C from newlisp?
Posted: Wed Oct 07, 2009 10:02 am
I saw some quoted discussion in Kazimir's blog, and there's something maybe relevant to the wider topic of how to use C from scripting languages in general, including newlisp.
There is an excellent open-source project called "tcc", a tiny C compiler. The binary is slightly over 100k (123 on my platform).
It understands all of ANSI C plus some extensions; it can compile libraries or standalone execs, and it can be used for "scripting", if the first line in the file is
a shebang invocation of #!/path/to/tcc (plus some options, e.g. lib includes etc)
TCC also contains an assembler.
The main point is that it runs roughly an order of magnitude faster that GCC (the ratio was 9 in test-compilation of the source of a links web browser, if I am not mistaken).
It also compiles on Windows, i.e. it's crossplatform
HOME PAGE: http://bellard.org/tcc/
--------------
THEREFORE there are basically several options if one wants to use C or even assembler from his scripting language.

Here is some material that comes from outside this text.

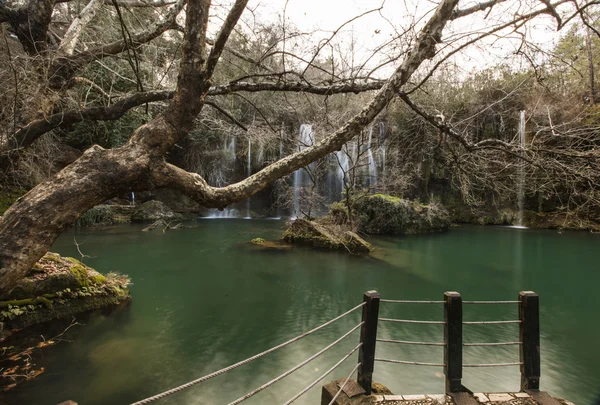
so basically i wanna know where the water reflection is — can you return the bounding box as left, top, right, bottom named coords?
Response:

(a) write your C, then invoke "tcc - run" piping output back into your script.
"tcc -run ......" will compile it on the fly and not create an "a.out".
Alternatively, use a simple wrapper that checks if your inline was compiled already and reuses the generated binary, saved as a small file, not to repeat it in subsequent runs.
(b) write your C, then compile it with tcc as a library; use newlisp built-in fuction to load the tiny lib you created on the fly and talk with it using newlisp facilities
(c) TCC itself can be compiled as a static libtcc.a
Its APIs are outlined in its header file. It is possible, generally speaking, to produce an extended version of newlisp with this lib compiled in (just the way a library that implements httpd or some hashing is compiled into it).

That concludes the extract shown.